Это жертвы творения. Их еще много будет в моей жизни.
Теперь Лена кивает: да-да…
Надо мной смеются, но я стараюсь этого не замечать. Пусть смеются.
Остальные двенадцать птичек оживут в моих руках и в воздухе, и воздух станет для них родной стихией. А мертвая глина всегда будет лежать под ногами. Мертвой. В ней даже черви не заведутся.
Наконец все двенадцать птичек вылеплены, и перышки их очерчены, и глаза их блестят, как живые. Они сидят в ряд на берегу озера, как живые, и ждут своей очереди. Я еще не знаю, почему двенадцать, а не шесть и не сорок. Это станет ясно потом. А пока что, я любуюсь своей работой, а они только подсмеиваются надо мной. Это не злит меня: пусть.

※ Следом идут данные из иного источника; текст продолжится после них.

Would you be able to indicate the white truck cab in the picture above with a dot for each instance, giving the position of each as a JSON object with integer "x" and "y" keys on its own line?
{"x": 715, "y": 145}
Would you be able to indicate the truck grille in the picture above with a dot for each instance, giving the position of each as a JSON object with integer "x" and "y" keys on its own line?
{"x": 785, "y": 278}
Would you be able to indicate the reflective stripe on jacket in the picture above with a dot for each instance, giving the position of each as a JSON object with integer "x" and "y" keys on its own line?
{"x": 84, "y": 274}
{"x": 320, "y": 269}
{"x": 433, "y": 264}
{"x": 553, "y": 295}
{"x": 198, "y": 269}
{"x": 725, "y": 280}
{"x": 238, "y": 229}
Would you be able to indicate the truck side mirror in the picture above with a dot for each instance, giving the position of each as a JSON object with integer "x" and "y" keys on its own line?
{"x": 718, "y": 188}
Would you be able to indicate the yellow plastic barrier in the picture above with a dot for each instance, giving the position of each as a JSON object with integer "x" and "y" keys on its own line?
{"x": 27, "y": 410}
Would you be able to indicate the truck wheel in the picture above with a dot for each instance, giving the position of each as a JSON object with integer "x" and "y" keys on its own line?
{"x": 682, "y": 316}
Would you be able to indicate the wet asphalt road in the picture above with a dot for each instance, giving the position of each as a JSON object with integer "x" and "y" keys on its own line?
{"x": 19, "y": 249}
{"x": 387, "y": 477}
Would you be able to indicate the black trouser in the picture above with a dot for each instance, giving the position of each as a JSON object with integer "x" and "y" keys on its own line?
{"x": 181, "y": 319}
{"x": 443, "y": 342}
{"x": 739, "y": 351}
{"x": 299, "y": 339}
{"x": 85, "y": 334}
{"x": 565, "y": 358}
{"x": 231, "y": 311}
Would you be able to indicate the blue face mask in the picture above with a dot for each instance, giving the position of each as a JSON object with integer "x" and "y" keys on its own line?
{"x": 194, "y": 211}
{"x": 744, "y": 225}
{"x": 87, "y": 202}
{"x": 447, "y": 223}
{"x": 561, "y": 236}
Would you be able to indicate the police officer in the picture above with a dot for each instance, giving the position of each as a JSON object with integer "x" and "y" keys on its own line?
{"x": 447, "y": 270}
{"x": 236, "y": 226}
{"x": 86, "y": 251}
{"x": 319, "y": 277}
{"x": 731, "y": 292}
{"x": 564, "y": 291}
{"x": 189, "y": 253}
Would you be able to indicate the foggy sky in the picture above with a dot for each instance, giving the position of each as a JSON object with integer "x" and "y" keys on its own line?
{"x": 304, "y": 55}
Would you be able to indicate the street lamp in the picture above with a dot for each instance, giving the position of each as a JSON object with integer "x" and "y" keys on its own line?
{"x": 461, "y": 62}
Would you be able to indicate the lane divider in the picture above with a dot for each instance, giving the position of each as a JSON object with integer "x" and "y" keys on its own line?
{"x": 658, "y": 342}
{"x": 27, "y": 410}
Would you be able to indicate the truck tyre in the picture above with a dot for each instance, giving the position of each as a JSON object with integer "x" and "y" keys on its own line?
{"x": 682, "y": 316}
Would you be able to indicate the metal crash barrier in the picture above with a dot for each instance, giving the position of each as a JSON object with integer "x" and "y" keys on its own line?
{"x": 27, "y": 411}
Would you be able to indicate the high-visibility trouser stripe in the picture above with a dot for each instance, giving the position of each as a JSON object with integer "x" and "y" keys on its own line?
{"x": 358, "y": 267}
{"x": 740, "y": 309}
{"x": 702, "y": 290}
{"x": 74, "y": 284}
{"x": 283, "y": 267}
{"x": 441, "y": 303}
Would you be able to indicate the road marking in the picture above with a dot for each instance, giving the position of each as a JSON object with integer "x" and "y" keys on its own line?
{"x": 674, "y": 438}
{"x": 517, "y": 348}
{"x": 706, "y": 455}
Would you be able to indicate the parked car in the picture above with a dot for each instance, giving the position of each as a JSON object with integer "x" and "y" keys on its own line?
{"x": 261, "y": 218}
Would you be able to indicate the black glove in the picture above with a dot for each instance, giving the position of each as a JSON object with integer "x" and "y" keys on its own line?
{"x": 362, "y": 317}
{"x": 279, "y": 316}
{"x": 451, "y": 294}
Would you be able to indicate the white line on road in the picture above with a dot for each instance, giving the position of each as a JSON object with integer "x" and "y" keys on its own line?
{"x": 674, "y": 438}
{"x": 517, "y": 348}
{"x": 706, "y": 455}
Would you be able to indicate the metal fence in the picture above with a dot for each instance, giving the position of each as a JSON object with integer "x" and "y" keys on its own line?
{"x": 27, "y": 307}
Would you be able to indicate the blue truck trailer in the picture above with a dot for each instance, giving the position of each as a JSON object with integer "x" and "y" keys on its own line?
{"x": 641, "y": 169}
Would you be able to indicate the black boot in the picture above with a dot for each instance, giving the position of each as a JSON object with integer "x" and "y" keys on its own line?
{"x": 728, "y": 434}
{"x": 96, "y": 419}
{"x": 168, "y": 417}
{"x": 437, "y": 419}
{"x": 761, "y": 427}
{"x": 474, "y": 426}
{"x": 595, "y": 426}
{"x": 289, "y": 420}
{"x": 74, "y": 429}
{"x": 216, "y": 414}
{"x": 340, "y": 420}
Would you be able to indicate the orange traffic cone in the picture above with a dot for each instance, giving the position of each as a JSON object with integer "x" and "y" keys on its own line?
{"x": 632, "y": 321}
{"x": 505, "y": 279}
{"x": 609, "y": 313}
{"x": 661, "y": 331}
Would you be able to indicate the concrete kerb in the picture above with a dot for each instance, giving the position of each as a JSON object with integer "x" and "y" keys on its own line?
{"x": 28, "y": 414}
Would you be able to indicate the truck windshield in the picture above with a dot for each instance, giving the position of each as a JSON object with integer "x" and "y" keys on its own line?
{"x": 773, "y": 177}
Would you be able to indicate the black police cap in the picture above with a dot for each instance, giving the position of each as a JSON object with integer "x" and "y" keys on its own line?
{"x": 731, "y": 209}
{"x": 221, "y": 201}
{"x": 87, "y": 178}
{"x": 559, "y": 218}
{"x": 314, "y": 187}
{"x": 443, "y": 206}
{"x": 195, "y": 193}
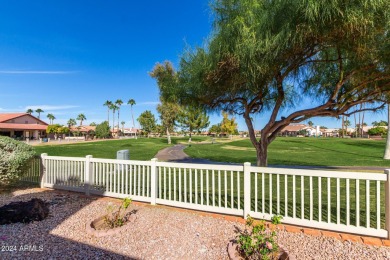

Мне нужно и самому подготовиться к их первому полету. Нужно не упасть лицом в грязь перед этими неверами. Чтобы глиняные комочки не булькнули мертвыми грузиками в воду, я должен вложить в них душу.
Надо сказать, что весенние воробышки, вызревшие из глины – это моя первая любовь!
– Первая? – Лена смотрит на меня, не мигая.